|Li Shengjiao, former Deputy Consul General of China in Toronto, believes there will be more business opportunities for both Chinese and Canadian enterprises. (File Photo)|
The Canada China Chamber of Commerce (CCCC) was inaugurated in Toronto on Tuesday.
Based in Toronto, CCCC is a non-profit organization with more than 100 members, most of which are Chinese companies established in Canada.
"Chinese companies doing business in Canada, to some degree, has long been scattered, and their communication with the federal government and governments of provincial and municipal levels is lacking," Li Shengjiao, former Deputy Consul General of the People's Republic of China in Toronto, told People's Daily Online.

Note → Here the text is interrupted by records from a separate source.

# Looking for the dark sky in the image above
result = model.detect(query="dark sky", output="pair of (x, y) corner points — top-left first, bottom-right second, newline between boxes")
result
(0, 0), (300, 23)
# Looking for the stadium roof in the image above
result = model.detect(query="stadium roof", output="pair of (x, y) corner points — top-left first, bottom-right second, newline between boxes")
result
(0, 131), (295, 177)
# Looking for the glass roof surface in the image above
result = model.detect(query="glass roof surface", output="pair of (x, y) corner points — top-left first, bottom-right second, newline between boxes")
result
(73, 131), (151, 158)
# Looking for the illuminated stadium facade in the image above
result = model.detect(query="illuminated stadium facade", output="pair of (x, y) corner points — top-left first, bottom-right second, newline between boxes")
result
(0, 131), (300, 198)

"A platform of this kind would definitely help Chinese companies band together and grow in Canada, and the flourish of Chinese businesses would, in turn, create more job opportunities to the local people and bring more tax revenue to the local governments."

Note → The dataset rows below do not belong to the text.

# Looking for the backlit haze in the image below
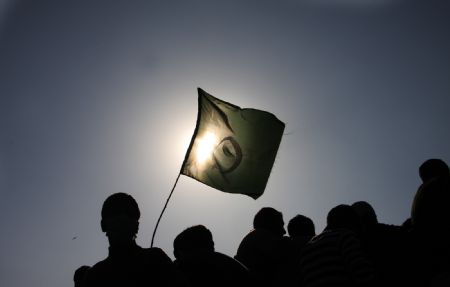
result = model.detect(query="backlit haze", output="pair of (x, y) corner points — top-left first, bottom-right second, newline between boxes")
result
(0, 0), (450, 287)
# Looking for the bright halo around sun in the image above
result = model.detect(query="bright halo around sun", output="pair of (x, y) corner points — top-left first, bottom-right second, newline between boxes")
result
(196, 132), (219, 164)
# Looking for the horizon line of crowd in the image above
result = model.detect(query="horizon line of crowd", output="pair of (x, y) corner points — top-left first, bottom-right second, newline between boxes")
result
(73, 158), (450, 287)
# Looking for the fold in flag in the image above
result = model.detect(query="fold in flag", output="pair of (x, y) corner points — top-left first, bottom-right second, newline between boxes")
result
(181, 88), (284, 199)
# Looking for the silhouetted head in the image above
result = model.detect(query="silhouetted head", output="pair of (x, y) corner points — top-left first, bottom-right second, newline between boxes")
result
(327, 204), (361, 233)
(173, 225), (214, 259)
(73, 265), (91, 287)
(419, 158), (450, 182)
(253, 207), (286, 236)
(352, 201), (378, 226)
(411, 176), (450, 235)
(288, 214), (316, 238)
(101, 193), (141, 245)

According to Chinese official statistics, in 2011 only, overseas Chinese enterprises hired a total of 888,000 foreign workers and paid more than 22 billion U.S. dollars taxes to their investment destinations.
"Because of the sound bilateral relationship between China and Canada and Canada's mature regulations and rules, most Chinese investors see Canada as an ideal place to do business," said Mr. Li.
"Some Canadian companies also have huge demand to tap into the vast Chinese market, despite China's economic slowdown and rising labor costs."
"The CCCC may also build a bridge between the Canadian companies and their potential Chinese partners and businesses," Mr. Li said.
So far, neatly 12,000 Canadian businesses have long been present in various sectors of the Chinese economy, according to Chinese Ambassador to Canada Zhang Junsai.
"Some of the financial institutions have their branches in 50 cities in China, and they are doing very well," Mr. Zhang said in an interview with the Canadian television network CTV recently.
The last couple of years have seen the trade volume between China and Canada growing by 30 percent each year against the backdrop of a gloomy global economy.
Statistics show that China is the only country among Canada's top 10 export markets that has seen continuous growth over the past three years.
Most importantly, there is still much room for growth, as data shows that the bilateral trade accounts for only 1.3 percent of China's foreign trade volume and 5.2 percent of that of Canada.
"The inauguration of the CCCC came at a right time," noted Mr. Li. "It will help facilitate more trade and create more business opportunities for both Chinese and Canadian enterprises."